You are viewing a plain text version of this content. The canonical link for it is here.

Posted to hdfs-user@hadoop.apache.org by ed <ed...@gmail.com> on 2015/10/16 21:41:36 UTC

YARN: "Unauthorized request to start container, Expired Token" causes job failure

Hello,

We just kicked off a large MR job that uses all the containers on our
cluster.  The job ran for 24 hours and then failed with the following error
in the map phase (no reducers had started yet):

2015-10-16 12:38:17,781 ERROR [ContainerLauncher #2]
org.apache.hadoop.mapreduce.v2.app.launcher.ContainerLauncherImpl:
Container launch failed for container_1444916180373_0003_01_089692 :
org.apache.hadoop.yarn.exceptions.YarnException: Unauthorized request to
start container.

This token is expired. current time is 1445013467749 found 1445013416633

        at sun.reflect.NativeConstructorAccessorImpl.newInstance0(Native
Method)

        at
sun.reflect.NativeConstructorAccessorImpl.newInstance(NativeConstructorAccessorImpl.java:57)

        at
sun.reflect.DelegatingConstructorAccessorImpl.newInstance(DelegatingConstructorAccessorImpl.java:45)

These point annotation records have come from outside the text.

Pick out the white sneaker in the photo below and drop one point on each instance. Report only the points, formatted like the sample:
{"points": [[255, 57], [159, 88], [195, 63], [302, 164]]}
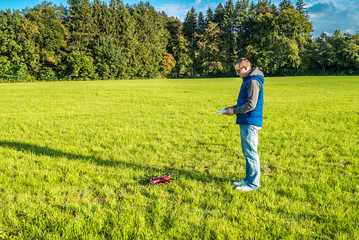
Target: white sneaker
{"points": [[242, 182], [244, 188]]}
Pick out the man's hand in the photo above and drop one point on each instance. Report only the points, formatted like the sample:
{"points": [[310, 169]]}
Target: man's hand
{"points": [[229, 111]]}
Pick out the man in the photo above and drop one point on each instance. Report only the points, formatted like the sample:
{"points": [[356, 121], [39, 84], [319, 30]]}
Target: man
{"points": [[249, 111]]}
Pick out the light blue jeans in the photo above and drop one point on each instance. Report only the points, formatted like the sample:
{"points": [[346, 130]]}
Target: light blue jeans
{"points": [[249, 140]]}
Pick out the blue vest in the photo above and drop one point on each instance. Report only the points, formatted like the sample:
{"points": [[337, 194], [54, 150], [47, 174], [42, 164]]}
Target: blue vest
{"points": [[254, 117]]}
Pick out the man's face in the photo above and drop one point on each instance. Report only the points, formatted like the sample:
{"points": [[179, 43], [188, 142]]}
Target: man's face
{"points": [[241, 70]]}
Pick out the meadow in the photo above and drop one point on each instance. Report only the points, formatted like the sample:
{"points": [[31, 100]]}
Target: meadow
{"points": [[74, 158]]}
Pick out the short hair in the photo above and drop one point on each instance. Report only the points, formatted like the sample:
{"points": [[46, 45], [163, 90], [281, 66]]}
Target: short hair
{"points": [[243, 62]]}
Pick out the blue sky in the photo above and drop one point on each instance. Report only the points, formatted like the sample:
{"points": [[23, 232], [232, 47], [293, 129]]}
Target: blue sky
{"points": [[325, 15]]}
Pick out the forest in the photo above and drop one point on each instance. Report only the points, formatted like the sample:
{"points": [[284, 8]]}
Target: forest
{"points": [[89, 40]]}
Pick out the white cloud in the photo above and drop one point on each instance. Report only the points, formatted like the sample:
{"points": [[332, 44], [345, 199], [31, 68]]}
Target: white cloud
{"points": [[174, 10], [329, 15]]}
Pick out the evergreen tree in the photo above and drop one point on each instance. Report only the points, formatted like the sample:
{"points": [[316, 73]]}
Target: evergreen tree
{"points": [[219, 15], [300, 8], [210, 50], [190, 26], [50, 42], [80, 23], [181, 53], [108, 58], [151, 32], [285, 4], [209, 16]]}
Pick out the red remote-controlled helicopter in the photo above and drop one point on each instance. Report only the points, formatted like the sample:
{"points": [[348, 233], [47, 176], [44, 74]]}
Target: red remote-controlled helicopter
{"points": [[158, 180]]}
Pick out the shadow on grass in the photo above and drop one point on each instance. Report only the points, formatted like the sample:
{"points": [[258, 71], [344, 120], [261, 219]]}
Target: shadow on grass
{"points": [[45, 151]]}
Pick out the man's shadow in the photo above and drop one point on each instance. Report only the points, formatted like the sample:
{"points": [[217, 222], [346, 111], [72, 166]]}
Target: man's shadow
{"points": [[41, 151]]}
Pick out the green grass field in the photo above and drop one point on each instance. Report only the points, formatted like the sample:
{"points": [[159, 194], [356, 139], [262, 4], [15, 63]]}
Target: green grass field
{"points": [[74, 155]]}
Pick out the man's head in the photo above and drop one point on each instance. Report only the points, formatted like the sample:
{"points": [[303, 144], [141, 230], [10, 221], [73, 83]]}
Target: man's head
{"points": [[243, 67]]}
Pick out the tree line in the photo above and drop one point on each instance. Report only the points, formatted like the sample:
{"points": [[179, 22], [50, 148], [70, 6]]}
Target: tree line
{"points": [[98, 40]]}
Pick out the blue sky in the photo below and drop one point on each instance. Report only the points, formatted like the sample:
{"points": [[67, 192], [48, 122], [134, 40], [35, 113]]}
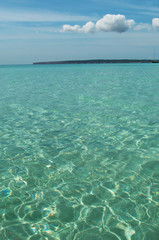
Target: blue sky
{"points": [[38, 30]]}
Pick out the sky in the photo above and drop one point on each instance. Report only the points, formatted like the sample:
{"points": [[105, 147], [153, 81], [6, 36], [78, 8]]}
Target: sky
{"points": [[54, 30]]}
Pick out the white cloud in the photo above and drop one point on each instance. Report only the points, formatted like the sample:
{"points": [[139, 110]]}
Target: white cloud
{"points": [[89, 27], [69, 28], [155, 23], [109, 23], [142, 26], [114, 23]]}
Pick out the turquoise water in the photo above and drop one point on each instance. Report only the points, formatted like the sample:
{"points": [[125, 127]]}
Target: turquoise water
{"points": [[79, 152]]}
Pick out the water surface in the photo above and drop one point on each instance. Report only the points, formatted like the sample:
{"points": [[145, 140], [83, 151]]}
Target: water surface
{"points": [[79, 152]]}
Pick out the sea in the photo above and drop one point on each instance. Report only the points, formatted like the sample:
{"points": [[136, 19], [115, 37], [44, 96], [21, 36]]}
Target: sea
{"points": [[79, 152]]}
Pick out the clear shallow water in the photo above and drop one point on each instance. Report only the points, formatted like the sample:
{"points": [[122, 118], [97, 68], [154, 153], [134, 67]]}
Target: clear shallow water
{"points": [[79, 152]]}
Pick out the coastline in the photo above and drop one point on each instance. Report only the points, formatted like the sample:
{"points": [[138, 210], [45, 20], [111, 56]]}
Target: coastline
{"points": [[97, 61]]}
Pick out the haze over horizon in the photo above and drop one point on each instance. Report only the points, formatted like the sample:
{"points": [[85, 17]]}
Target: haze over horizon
{"points": [[34, 31]]}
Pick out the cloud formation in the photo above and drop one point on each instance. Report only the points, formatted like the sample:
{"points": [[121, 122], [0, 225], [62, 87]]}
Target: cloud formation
{"points": [[155, 23], [109, 23], [114, 23], [89, 27]]}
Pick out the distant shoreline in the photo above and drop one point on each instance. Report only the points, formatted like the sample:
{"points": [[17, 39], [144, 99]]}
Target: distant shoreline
{"points": [[98, 61]]}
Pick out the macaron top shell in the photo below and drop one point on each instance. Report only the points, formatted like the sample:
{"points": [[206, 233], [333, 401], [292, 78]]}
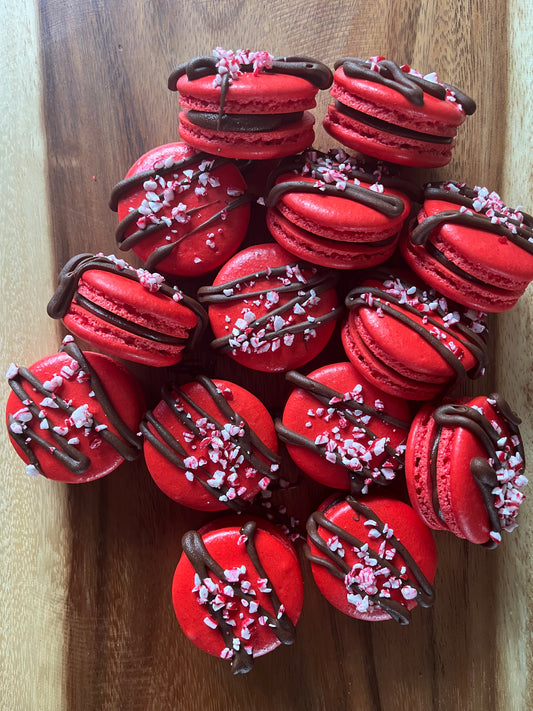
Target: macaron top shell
{"points": [[269, 312], [488, 240], [481, 452], [74, 416], [374, 560], [210, 444], [244, 574], [343, 431], [182, 211], [400, 95]]}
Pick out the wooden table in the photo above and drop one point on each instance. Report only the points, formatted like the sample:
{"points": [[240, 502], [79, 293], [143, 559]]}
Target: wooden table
{"points": [[86, 618]]}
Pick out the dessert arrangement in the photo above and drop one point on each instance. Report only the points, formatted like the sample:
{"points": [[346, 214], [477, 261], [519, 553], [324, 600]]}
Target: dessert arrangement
{"points": [[401, 274]]}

        at java.lang.reflect.Constructor.newInstance(Constructor.java:526)

        at
org.apache.hadoop.yarn.api.records.impl.pb.SerializedExceptionPBImpl.instantiateException(SerializedExceptionPBImpl.java:152)

        at
org.apache.hadoop.yarn.api.records.impl.pb.SerializedExceptionPBImpl.deSerialize(SerializedExceptionPBImpl.java:106)

        at
org.apache.hadoop.mapreduce.v2.app.launcher.ContainerLauncherImpl$Container.launch(ContainerLauncherImpl.java:155)

        at
org.apache.hadoop.mapreduce.v2.app.launcher.ContainerLauncherImpl$EventProcessor.run(ContainerLauncherImpl.java:369)

        at
java.util.concurrent.ThreadPoolExecutor.runWorker(ThreadPoolExecutor.java:1145)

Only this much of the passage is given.